Le contre-transfert analytique est mis à l’épreuve d’une double façon :

  • d’une part,parce que tous les mouvements de rapprocher ou de compréhension, tout l’élan positif du patient et de l’analyste (le partage des affects) met en péril la psyché du patient qui risque soit de rester « collé » au psychisme de l’analyste, soit de cherdcher à s’en libérer par une explosion de violence.
  • d’autre part, parce que l’intemporalité de l’inconscient envahit tout le présent, beaucoup plus que dans les autres structures, et fige le travail dans une sorte d’immanence d’éternité ou se perdent toute signification et toute historicité.

La répétition, ici, perd tout son sens, car il n’y a même plus l’oscillation rythmique présent/passé  et tout se passe comme si une transfiguration permanente de la situatiopn analytique rendait la relation thérapeutique à la fois inopérante et glaciale et en même temps magique et incandescente. Bion, qui prescrit à l’analyste d’être alors « sans pensée et sans désir », ou Francis Pasche, qui, avec « le bouclier de Persée », recommande la cration d’un espace « neutre et réfléchissant » pour que le patient puisse se « voir »,nous ont bien montré le rôle majeur du contre-transfert dans ces cures longues et douloureuses. L’interrogation, le doute et l’absence d’interprétation aident le patient à se dégager d’un « transport » (plus que transfert) où il se perd et nous perd dans un flot pulsionnel engloutissant.

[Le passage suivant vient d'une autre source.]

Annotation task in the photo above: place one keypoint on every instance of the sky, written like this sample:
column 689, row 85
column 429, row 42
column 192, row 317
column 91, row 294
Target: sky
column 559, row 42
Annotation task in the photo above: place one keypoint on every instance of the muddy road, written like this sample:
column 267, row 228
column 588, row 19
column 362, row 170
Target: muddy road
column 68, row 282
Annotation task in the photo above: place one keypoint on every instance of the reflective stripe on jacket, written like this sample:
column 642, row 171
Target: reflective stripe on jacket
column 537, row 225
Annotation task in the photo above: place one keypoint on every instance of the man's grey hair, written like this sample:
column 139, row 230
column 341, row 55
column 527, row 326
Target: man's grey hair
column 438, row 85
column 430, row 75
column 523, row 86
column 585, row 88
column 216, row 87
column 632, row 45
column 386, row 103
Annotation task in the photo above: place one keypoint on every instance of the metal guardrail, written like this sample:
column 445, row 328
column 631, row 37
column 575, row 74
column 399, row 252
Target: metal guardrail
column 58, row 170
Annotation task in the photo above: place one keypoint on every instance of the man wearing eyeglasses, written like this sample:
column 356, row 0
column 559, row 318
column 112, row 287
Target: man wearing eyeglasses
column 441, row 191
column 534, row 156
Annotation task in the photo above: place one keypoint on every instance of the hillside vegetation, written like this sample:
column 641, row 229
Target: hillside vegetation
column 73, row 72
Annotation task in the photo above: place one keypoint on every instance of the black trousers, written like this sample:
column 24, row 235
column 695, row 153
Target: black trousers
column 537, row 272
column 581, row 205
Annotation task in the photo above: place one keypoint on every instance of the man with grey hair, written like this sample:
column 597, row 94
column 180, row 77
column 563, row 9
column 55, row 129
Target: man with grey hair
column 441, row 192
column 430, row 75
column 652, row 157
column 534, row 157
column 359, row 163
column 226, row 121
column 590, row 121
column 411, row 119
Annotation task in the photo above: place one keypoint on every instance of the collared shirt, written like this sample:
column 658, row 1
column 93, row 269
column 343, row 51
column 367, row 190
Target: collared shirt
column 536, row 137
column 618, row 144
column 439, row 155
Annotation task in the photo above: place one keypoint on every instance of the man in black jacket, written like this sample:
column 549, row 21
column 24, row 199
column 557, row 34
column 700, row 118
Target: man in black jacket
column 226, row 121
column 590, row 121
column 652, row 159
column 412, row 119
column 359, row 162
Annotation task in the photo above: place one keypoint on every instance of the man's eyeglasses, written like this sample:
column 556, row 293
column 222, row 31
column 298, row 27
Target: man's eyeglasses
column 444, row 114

Il me semble que le véritable transfert, alors, n’est pas celui du patient, mais celui que l’analyste va devoir faire sur le Moi du patient, Moi dont une partie consciente est présente dans toute psychose et qui se fonde sur les « barrières de contact » (Freud) que sont les sensations corporelles. La « décorporéïté » (Pasche) n’est qu’une des nombreuses façons qu’ont les psychotiques d’échapper au traumatisme d’exister et à la culpabilité fondamentale d’être là.

En conclusion

Les cures d’adultes,névrosés, états-limites, ou psychotiques nous contraignent à revenir sur les pas d’une histoire infantile oubliée qui, commune à tous les humains, est aussi, par ses côtés positifs comme négatifs, l’histoire qui a construit « l’humanité » avec ce qu’elle a de splendide et de dérisoire.

Ce ne sont pas les évènements en eux-mêmes qui sont à prendre en compte, lorsqu’il s’agit des traumatismes, mais la manière infiniment variée et singulière dont chaque humain tente d’y répondre et à partir de laquelle se construit chaque individualité,infiniment semblable et infiniment diff érent.